This week’s decision by the Prime Minister to call an early General Election on 8 June this year took us all by surprise.
Most commentators are suggesting that the election will be dominated by Brexit and the future of the United Kingdom outside the European Union.
But there are many other domestic issues that the election campaign will also throw into focus. Pensions are likely to feature in a number of different respects.
The termination of the parliament will bring to an end to the very restrictive commitment that former prime minister David Cameron gave that there would be no further increases in tax, national insurance or VAT during the course of this current parliament. This opens the door for changes being made to pension tax reliefs and allowances. A cash-strapped chancellor looking to reduce the nation’s deficit might see this as an opportunity in his autumn budget to make savings by introducing a single, uniform rate of tax-relief for all – say at 30 per cent in place of the present 20, 40 and 45 per cent rates– and a reduced annual allowance of £30, 000 or less to further limit the amount of tax-relief being paid out. This may not be as injurious to pension saving as it sounds given that ultimately it may lead to the lifetime allowance being abolished and/or the high earners’ annual allowance taper similarly disbanded.

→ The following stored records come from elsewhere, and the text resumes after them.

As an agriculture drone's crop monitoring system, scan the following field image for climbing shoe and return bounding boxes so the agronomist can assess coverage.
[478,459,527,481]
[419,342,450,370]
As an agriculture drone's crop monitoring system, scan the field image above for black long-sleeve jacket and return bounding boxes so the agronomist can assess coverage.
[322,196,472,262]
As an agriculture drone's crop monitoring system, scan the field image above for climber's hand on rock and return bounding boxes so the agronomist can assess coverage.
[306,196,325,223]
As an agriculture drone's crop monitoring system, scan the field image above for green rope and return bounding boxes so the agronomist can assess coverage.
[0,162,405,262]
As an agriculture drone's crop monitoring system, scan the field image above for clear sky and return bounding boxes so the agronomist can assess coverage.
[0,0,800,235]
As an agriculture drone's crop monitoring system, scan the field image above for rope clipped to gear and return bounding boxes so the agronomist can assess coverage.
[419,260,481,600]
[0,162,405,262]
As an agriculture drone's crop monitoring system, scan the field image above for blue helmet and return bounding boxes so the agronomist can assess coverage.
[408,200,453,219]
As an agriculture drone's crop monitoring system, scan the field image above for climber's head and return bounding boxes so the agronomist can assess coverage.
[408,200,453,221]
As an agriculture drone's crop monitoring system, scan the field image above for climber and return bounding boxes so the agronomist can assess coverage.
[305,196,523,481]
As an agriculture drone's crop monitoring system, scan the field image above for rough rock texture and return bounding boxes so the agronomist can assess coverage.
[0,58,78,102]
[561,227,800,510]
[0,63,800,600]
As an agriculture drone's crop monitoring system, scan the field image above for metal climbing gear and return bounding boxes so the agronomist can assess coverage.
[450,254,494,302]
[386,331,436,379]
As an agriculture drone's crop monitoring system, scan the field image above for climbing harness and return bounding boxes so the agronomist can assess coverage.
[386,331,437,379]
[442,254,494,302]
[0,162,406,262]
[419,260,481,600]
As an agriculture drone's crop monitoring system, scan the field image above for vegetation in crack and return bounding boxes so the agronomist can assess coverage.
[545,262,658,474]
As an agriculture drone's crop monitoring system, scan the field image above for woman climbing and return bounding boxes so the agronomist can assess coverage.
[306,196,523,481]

It will be interesting to see whether the Conservative election manifesto makes any reference to their plans in regard to tax or even resurrects the possibility of increasing self-employed workers’ NICs which they made an early U-turn on following their last budget.
In relation to the state pension the Conservatives may feel bold enough if they feel sufficiently confident of winning a largish majority to scrap what was supposed to be the temporary uprating arrangement of the triple-lock – and replace it from 2020 with a link to rises in average earnings. They will be wary, of course, of losing some of the grey vote bearing in mind that Labour has already committed itself to renewing the lock, should they be elected, until 2025.
- State pension ages could also come under the microscope as part of the election. The Conservative government is due to respond to the recent Cridland Report next month (May) but may decide to indicate their intentions in relation to further age rises in their forthcoming manifesto instead. Although not recommended in the Cridland final report there is still the possibility of moving away from a single state pension age and having a more flexible arrangement in its place.
- The WASPI campaign will doubtless gather momentum during the campaign with Labour undertaking to offer the worst affected women some form of (largely unspecified) compensation. The Conservatives are adamant, however, that some major concessions were made in 2011 to the accelerated programme of state pension age rises and they cannot and will not go further. WASPI’s wish to have either all their state pension entitlements backdated to age 60 or some interim payments made from the same age point is clearly too expensive for any government to contemplate and probably the most they can hope for is a reduction of the minimum age pension credit threshold to help the worst affected – a suggestion made previously by Labour but rejected by WASPI at the time.
- Auto-enrolment is currently under review but to the disappointment of many the level of minimum contributions is excluded from the review. Hopefully all the political parties will announce how they would look to increase the levels, by how much and from when. There is general agreement within the pensions industry that current minimum contributions are highly unlikely to deliver the sort of pension income that most workers would expect and need and must be increased as soon as possible, preferably at or shortly after the end of the phasing-in programme in 2019.